I'd arranged for a guide who, along with an armed bodyguard, took us to outlying slums, to coastal villages flooded by the rising sea, to fields so ravaged by inland drought or coastal salt water that they could grow nothing. Ian saw ragged, starving children living in tin boxes, beggars whose bones stuck out sharp as chisels, a fight over food on an aid truck that left two people lying bloody in the road. Each night I brought him back to Chennai to eat rich food in expensive restaurants. I spent the money from my divorce freely, and I didn't have to say a word.

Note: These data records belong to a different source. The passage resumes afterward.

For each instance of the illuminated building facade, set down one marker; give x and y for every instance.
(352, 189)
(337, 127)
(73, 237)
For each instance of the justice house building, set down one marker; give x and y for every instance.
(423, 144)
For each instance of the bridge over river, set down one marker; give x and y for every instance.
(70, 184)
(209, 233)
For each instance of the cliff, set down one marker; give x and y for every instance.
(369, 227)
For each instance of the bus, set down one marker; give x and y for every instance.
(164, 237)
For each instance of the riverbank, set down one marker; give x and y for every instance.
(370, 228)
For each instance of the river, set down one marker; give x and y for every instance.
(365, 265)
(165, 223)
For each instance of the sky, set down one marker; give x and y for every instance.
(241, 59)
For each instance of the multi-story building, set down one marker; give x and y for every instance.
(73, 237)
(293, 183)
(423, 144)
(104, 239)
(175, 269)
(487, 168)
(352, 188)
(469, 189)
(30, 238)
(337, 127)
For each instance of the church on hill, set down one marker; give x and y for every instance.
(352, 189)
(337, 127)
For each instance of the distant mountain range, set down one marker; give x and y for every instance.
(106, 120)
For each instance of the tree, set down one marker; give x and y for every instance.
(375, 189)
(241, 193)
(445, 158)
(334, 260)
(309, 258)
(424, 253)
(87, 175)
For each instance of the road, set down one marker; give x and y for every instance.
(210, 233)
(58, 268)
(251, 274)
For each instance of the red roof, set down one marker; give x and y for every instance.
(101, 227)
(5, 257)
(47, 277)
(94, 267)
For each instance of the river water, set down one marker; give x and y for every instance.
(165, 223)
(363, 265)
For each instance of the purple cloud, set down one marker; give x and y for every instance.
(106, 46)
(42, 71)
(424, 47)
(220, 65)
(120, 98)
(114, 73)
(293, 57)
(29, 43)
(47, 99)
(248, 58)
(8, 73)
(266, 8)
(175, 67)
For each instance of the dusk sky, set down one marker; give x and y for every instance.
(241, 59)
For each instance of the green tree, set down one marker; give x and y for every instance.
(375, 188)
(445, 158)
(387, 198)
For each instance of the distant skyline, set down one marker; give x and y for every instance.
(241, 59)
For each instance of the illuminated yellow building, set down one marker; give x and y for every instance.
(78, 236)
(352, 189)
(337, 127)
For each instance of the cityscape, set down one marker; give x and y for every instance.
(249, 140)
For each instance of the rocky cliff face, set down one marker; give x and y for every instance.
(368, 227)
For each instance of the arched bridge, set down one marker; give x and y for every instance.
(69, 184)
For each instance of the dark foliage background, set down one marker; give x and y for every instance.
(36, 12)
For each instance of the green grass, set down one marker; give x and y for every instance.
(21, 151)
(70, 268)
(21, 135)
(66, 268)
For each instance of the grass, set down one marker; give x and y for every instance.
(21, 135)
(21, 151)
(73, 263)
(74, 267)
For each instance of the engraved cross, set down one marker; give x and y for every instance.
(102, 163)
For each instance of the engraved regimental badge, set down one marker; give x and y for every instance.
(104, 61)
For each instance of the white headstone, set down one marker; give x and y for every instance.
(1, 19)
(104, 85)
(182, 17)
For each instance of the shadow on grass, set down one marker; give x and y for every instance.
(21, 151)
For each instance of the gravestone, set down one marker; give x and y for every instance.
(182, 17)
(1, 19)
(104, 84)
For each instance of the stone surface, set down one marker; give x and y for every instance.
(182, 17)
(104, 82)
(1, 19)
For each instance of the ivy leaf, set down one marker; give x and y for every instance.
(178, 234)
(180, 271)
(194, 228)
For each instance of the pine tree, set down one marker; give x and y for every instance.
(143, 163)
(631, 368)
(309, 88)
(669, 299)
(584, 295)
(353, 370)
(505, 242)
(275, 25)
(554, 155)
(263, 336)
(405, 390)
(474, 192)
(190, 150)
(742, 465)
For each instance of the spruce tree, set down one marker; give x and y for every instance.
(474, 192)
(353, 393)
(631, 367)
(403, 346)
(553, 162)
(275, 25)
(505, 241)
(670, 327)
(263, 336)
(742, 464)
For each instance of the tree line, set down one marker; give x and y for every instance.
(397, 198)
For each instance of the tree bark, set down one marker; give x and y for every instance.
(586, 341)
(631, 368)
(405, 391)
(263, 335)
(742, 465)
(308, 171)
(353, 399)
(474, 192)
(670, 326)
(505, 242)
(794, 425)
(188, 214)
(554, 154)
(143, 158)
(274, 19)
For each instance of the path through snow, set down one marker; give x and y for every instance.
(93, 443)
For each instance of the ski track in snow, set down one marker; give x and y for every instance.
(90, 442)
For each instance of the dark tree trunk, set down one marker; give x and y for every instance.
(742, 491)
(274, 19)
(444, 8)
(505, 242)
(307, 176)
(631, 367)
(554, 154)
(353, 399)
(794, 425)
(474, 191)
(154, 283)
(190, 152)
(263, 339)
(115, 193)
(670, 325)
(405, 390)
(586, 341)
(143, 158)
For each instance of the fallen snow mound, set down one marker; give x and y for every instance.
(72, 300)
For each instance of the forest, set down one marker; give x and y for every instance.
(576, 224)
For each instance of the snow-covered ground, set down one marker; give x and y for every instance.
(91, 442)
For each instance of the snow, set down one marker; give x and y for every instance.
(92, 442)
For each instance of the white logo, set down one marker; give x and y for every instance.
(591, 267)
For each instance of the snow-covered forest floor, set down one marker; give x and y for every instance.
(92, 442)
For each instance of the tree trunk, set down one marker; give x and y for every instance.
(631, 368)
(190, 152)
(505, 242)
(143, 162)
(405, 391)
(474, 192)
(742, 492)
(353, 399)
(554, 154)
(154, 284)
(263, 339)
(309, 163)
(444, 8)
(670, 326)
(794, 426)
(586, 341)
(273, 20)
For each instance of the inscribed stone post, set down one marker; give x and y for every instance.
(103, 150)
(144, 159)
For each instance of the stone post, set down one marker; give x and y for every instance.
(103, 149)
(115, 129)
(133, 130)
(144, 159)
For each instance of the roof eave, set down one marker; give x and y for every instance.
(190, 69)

Sweating in the heat, Ian said, 'Sage was wrong. Those people - they can't grow enought food.'
'No. Each year, childhood deaths from malnutrition rise sharply, and it's only going to get worse. The need for food is projected to rise 70 percent over the next thirty years. And as to poverty - well, a handful of super-rich people have as much money as the whole bottom half of the world's population put together.'
'That can't be right.'
'It's not right.'
'I mean, that can't be correct.'
'It is.'
He said nothing more, staring at a child digging through a stinking garbage dump for something to eat. Back at the hotel, after a shower, I saw him checking statistics on his laptop. At dinner he stared at the exquisitely cooked food on his plate.
'Mom, what can we do?'
'Donate. Understand the situation. Care.'
He picked up his fork, put it down again, scowled. But not, this time at me. I thought I saw down beginning on his upper lip - could that be true? So soon?
'I can sell a lot of my stuff,' Ian said, 'and donate the money.'
'That's your choice, honey,' I said. 'But keep what you really need. The trick is to decide what that is.'" -- Nancy Kress, Sea Change, Tachyon Publications, 2020.